Et son plan s’échafaudait.
D’Arnold Prickett, dont l’acte mettait en péril le bonheur et la réputation d’un homme jusque-là inattaquable, et de Suzanne qui endossait une complicité tacite, cette dernière était bien la plus méprisable. Elle ne pouvait tirer de cet événement aucune satisfaction que celle de la vengeance, alors que le but de l’autre était sa sécurité personnelle, la possibilité de rentrer en Angleterre, d’y payer sa dette et de faire oublier le passé.
— Adieu, ma chère femme, dit Martainville. Le couvre-feu est sonné, je dois rentrer au fort. Je plains beaucoup votre cousin Jofriau.
— Au revoir, mon ami, n’y pensez pas trop, nous ne pouvons malheureusement rien pour lui.
— Hélas ! non, et je le regrette, dit le commandant avec sincérité.
Quand son mari fut éloigné, le visage de Suzanne, laissant tomber son masque d’indifférence, prit une expression haineuse et décidée.
— À nous deux, maintenant, Michel, siffla-t-elle entre ses dents, je tiens le moyen de vous faire payer les souffrances intimes dont je vous tiens redevable.
Et elle songea à la manière de faire partir Arnold en secret, dès l’aurore du lendemain :
— Sans doute, Prickett craint toute rencontre et désire se cacher.

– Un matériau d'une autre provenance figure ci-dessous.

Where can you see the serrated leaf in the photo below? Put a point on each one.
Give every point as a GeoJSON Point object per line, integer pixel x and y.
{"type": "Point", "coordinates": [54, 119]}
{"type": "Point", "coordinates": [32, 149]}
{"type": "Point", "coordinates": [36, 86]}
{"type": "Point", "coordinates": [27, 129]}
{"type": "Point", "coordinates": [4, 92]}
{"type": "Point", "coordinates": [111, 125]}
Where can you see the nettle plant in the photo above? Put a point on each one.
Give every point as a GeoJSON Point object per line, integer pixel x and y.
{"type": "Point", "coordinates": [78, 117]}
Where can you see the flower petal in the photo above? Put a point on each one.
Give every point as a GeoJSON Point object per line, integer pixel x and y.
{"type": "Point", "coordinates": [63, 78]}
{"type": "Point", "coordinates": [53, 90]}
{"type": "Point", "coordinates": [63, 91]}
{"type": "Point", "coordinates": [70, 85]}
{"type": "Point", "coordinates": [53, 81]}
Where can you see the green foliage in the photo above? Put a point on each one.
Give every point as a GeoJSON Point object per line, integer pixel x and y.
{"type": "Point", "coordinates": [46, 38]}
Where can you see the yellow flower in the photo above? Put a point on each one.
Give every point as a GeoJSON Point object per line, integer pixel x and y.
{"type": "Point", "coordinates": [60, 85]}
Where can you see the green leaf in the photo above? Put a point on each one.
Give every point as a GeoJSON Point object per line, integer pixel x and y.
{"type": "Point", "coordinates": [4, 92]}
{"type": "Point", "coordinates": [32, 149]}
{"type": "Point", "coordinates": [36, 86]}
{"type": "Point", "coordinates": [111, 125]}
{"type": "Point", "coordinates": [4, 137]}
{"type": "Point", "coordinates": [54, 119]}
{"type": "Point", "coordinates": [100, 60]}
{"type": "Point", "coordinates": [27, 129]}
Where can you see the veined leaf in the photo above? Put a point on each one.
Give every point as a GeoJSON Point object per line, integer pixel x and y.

S’il a l’air de vouloir prolonger son séjour, je ferai mine d’en être ravie et surtout d’avoir grand plaisir à lui présenter un attaché de l’Intendance de Montréal qui dînera avec mon mari et moi, demain. Sûrement il refusera et demandera lui-même à partir au plus tôt.
Si Suzanne avait pu constater les angoisses de Michel et de sa femme à ce moment, avec quelle volupté elle en aurait savouré le spectacle ! Elle s’endormit tard dans la nuit. De son côté, Arnold dormit jusqu’au petit jour. Après ces heures de profond repos, il se sentit en pleine vigueur ; toute trace de sa lassitude des jours précédents avait disparu. Avec le retour de ses forces physiques, sa lucidité d’esprit lui revint. En s’éveillant, il regarda avec surprise autour de lui.

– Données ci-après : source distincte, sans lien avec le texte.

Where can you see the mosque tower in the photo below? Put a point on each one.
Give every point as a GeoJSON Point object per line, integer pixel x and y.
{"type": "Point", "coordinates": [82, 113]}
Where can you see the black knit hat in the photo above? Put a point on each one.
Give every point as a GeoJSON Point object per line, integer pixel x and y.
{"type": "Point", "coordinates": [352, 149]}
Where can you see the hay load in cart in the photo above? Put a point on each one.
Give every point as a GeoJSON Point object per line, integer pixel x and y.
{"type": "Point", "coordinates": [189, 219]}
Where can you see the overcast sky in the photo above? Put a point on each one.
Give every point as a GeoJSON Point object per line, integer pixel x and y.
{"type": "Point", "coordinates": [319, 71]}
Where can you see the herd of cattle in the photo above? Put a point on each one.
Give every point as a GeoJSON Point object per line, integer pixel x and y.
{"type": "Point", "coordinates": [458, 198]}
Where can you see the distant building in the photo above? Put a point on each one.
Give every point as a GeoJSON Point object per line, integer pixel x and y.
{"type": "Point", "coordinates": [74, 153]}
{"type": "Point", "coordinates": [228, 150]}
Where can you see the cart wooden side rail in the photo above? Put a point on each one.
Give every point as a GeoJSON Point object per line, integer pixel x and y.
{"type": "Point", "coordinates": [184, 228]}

— Where am I ? Oh ! at Mistress de Martainville’s ? What a fool I was to come here !
Sa langue natale revenait naturellement la première à ses lèvres, en pareil instant.
— Où avais-je la tête de me diriger sur les Trois-Rivières ? La Compagnie de la Baie d’Hudson a ici son poste principal. Pourtant, ma désertion ne doit pas encore y être connue, se rassura-t-il.

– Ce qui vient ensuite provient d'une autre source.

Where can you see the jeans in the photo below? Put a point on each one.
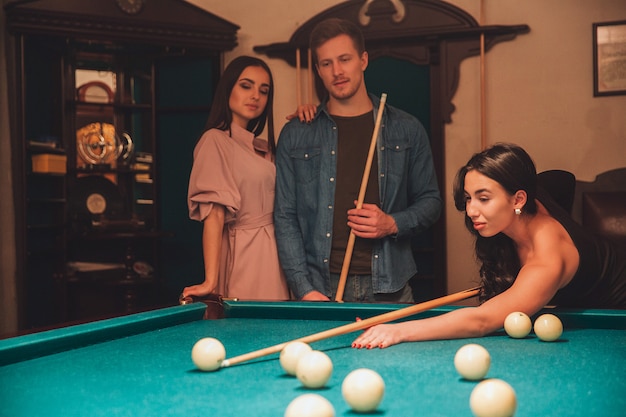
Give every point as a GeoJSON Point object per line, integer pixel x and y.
{"type": "Point", "coordinates": [359, 289]}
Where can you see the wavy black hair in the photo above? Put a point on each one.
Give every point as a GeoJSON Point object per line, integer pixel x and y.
{"type": "Point", "coordinates": [221, 116]}
{"type": "Point", "coordinates": [512, 167]}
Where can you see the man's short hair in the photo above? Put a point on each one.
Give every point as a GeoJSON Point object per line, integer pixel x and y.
{"type": "Point", "coordinates": [333, 27]}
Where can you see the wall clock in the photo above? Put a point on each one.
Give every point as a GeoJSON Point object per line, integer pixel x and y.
{"type": "Point", "coordinates": [130, 6]}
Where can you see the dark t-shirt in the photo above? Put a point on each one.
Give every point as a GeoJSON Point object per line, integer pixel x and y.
{"type": "Point", "coordinates": [354, 138]}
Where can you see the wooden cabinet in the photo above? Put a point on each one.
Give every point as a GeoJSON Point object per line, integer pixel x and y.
{"type": "Point", "coordinates": [91, 81]}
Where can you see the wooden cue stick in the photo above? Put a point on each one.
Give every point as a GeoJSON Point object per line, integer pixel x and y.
{"type": "Point", "coordinates": [310, 75]}
{"type": "Point", "coordinates": [368, 165]}
{"type": "Point", "coordinates": [359, 325]}
{"type": "Point", "coordinates": [298, 81]}
{"type": "Point", "coordinates": [483, 116]}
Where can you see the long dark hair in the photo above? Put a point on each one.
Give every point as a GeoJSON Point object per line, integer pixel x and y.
{"type": "Point", "coordinates": [514, 170]}
{"type": "Point", "coordinates": [221, 116]}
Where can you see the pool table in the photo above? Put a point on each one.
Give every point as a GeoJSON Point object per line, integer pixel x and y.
{"type": "Point", "coordinates": [140, 365]}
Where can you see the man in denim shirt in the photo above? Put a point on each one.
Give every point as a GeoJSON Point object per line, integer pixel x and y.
{"type": "Point", "coordinates": [319, 167]}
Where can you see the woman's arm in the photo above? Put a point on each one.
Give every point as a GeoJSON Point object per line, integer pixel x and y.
{"type": "Point", "coordinates": [534, 287]}
{"type": "Point", "coordinates": [213, 227]}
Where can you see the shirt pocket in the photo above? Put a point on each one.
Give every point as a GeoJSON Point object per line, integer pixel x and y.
{"type": "Point", "coordinates": [306, 164]}
{"type": "Point", "coordinates": [398, 155]}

Et tout en supputant les chances qu’il avait de ne pas être recherché de ce côté, il se leva précipitamment pour fuir de nouveau.
Il répugnait cependant à sa courtoisie native de partir ainsi sans remercier son hôtesse de sa bienfaisante hospitalité :
— Madame de Martainville apprendra probablement le vol de Varennes et fera des rapprochements. Je ne puis pourtant demeurer plus longtemps dans ces parages. Surtout, je ne dois pas y être vu.
Après un instant de réflexion, il prit le parti de laisser un mot pour Suzanne et de sortir furtivement. À la lueur d’un rayon de lune qui traversait la chambre, il écrivit :
« Je regrette, madame, de partir sans vous revoir et vous remercier. L’importance de mon voyage m’oblige à faire diligence. Je suis en retard déjà, et les heures si réconfortantes passées sous votre toit n’étaient pas miennes. Il faut que je me hâte, c’est pourquoi je quitte votre maison sans vous baiser la main. Je vous demande, comme une suprême faveur, de ne pas divulguer mon passage chez-vous. Je dépose à vos pieds mes hommages. »
Et il sortit avec précaution, s’enfonçant une fois de plus dans la nuit. Dans l’espoir de dépister toute poursuite, et sentant l’extrême imprudence de se rapprocher de Québec, ou de demeurer dans les environs des Trois-Rivières, il rebroussa chemin vers Montréal. Il enveloppa de nouveau le précieux sac parmi ses fourrures, se proposant de le mettre quelque part en sûreté. Puis il abandonna la grande route pour s’enfoncer dans les bois. Le souvenir de la maison natale le hantait plus cruellement que jamais !
— Oh ! to go back home ! To be again in bonnie England ! soupira-t-il dans un désir plus ardent de voir se terminer son exil.
Et il poursuivit sa pénible route. De longs détours lui firent éviter Montréal et les villages, car il avait décidé de fuir vers l’ouest, en attendant l’époque de la navigation.